Oleh iNarasikitaRedaksi iNarasikita·Jumat, 4 September 2026, 14.30 WITA·👁 0 orang membaca· 0 hari ini · 1x dibuka
Ikan Sapu-Sapu Bermunculan Saat Sungai Juana Kering Total
Foto: CNBC Indonesia

Kendari, ıNarasikita - Sungai Juana di Pati, Jawa Tengah, kini mengalami kekeringan total di sepanjang bendungan karet, mengungkapkan fenomena tak biasa: munculnya ribuan ekor ikan sapu-sapu yang terjebak di tanah lumpur yang retak-retak.
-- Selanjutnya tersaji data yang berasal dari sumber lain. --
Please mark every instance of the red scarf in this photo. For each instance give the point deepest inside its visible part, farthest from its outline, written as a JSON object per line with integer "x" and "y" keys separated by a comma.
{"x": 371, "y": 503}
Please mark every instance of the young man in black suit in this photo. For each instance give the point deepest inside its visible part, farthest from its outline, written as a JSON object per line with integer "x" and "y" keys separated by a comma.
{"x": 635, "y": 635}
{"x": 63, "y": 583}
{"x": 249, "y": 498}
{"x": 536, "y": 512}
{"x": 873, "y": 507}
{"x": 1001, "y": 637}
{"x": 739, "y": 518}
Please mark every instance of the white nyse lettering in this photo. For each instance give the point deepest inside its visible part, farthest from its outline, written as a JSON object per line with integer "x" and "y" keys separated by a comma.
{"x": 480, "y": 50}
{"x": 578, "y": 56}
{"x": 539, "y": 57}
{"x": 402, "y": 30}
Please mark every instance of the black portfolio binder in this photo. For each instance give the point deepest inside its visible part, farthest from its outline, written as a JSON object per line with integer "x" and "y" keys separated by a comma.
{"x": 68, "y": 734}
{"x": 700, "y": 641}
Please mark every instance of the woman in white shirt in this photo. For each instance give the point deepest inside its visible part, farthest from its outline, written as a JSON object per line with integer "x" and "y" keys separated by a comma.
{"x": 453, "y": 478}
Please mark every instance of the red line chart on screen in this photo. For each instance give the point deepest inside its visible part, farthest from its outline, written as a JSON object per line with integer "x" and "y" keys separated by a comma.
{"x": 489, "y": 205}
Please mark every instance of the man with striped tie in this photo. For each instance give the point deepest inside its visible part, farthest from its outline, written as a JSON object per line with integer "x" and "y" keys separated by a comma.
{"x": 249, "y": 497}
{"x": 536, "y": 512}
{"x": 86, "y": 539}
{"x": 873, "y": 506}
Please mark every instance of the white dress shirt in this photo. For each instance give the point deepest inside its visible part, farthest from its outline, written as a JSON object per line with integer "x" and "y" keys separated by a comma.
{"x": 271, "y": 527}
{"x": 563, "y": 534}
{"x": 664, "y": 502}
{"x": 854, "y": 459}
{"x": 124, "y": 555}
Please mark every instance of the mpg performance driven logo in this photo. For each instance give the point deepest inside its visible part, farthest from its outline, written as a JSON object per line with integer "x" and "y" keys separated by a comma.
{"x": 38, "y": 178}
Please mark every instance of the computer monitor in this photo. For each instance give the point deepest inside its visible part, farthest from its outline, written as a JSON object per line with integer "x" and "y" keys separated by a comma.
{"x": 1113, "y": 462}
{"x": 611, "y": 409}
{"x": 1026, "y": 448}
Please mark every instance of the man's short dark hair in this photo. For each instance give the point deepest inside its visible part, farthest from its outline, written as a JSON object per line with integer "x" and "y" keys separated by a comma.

Air yang sebelumnya mengalir kini telah menghilang, meninggalkan dasar sungai yang terbuka dan mengeras, seiring berlangsungnya musim kemarau yang berkepanjangan.

Warga sekitar memanfaatkan kondisi ini untuk menangkap ikan yang terdampar, menjadikannya sumber penghasilan sampingan. Meski ikan tersebut kerap dianggap tidak bernilai tinggi, kini justru menjadi komoditas yang dibeli oleh pabrik sebagai bahan baku. Aktivitas penangkapan dilakukan secara massal, dengan warga berbondong-bondong mengais ikan di tanah yang kering dan retak.
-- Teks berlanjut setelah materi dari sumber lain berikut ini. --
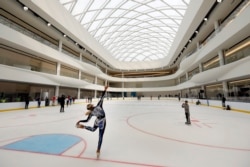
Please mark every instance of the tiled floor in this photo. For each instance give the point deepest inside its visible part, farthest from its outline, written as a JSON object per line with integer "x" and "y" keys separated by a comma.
{"x": 139, "y": 133}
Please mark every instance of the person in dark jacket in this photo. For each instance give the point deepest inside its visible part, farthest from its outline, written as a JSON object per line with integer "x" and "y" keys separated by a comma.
{"x": 100, "y": 121}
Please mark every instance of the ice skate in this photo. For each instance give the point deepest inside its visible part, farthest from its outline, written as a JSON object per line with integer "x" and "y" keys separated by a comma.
{"x": 97, "y": 153}
{"x": 79, "y": 126}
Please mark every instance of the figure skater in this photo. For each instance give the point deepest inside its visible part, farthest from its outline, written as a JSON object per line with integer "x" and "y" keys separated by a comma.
{"x": 100, "y": 121}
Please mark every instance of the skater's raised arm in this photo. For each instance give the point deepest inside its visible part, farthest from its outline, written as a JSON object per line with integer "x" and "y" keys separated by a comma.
{"x": 102, "y": 97}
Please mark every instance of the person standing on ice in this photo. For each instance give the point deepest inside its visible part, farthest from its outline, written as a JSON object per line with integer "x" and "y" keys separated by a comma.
{"x": 100, "y": 121}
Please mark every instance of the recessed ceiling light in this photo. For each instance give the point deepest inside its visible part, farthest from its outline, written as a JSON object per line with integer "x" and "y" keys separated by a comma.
{"x": 25, "y": 8}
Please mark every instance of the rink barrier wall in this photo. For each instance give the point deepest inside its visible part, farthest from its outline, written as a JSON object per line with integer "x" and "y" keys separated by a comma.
{"x": 235, "y": 106}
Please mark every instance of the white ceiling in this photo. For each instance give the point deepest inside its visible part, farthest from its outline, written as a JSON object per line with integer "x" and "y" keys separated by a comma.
{"x": 131, "y": 30}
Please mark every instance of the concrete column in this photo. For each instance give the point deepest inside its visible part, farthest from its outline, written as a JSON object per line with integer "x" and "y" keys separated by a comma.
{"x": 122, "y": 86}
{"x": 216, "y": 26}
{"x": 80, "y": 56}
{"x": 200, "y": 68}
{"x": 57, "y": 91}
{"x": 221, "y": 58}
{"x": 225, "y": 89}
{"x": 58, "y": 68}
{"x": 60, "y": 46}
{"x": 78, "y": 93}
{"x": 79, "y": 75}
{"x": 95, "y": 84}
{"x": 197, "y": 46}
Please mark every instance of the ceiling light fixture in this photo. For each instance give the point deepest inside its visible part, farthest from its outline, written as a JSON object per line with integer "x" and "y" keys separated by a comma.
{"x": 25, "y": 8}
Kondisi tersebut terjadi setelah air sungai mengalami penurunan signifikan selama sebulan terakhir, namun baru benar-benar kering dalam sepekan terakhir. Penyebab utamanya adalah pengambilan air yang intensif untuk kebutuhan irigasi pertanian di wilayah tersebut selama musim kemarau. Ketersediaan air yang menipis akibat pemanfaatan yang tinggi telah mengubah alur sungai menjadi kering tanpa sisa.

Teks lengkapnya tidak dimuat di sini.